La partie ancienne ressemble à cette image idyllique car les constructions actuelles délirantes les entourent et les banalisent .
Sous un soleil au mieux de sa forme , nous avons
laissé les touristes réfugiés sous les tonnelles des cafés , et nous nous sommes lancés dans le labyrinthe des rues étroites .
Les villageois , eux, savent bien qu'on ne sort pas
avant 18h !!
Farniente et conversations feutrées qui s'échappent par les portes
entrouvertes et protégées par un rideau opaque : c'est la seule vie qui règne dans le village à cette heure du jour!
Même les chats font la sieste
!
La chaleur se faisait plus accablante au fil de notre
montée sur les hauts du village .
Le sol de galets usés par les semelles glissait sous nos pas.

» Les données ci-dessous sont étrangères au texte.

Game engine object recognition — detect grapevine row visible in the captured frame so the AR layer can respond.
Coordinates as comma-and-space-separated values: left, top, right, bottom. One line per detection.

Des marches propices se faisaient tentantes pour les
malheureux imprudents que nous étions!
La chaleur et les rayons ardents du soleil imposent de modestes vitrines !!
Le coiffeur et le "super market" , dans les vieilles ruelles, offrent un peu de fraîcheur aux clients dans l'ombre de leurs boutiques
Le scooter fait partie intégrante du paysage .
Sa taille et sa mobilité conviennent bien ici .C'est aussi c'est un mode de déplacement très utilisé en Espagne ...mais quel bruit!
PAMPANEIRA dans LAS ALPUJARRAS
Au dessus d'Almunecar , sur le versant sud de la sierra Nevada , la région est très accidentée , la route sinueuse , monte jusqu'à Trevelèz qui est je crois la commune la plus haute
d'Espagne.(1600m)
Nous nous sommes arrêtés à Pampaneira (Bubion et Capiliera ) .L'isolement de ces villages a permis de maintenir l'architecture traditionnelle .
La spécialité des Alpujarras est le tissage de ces
tapis de coton très colorés.
Toutes les rambardes se parent de rayures multicolores.
Nous redescendons dans la vallée où s'étalent des
champs d'arbres fruitiers et nous regagnons la côte .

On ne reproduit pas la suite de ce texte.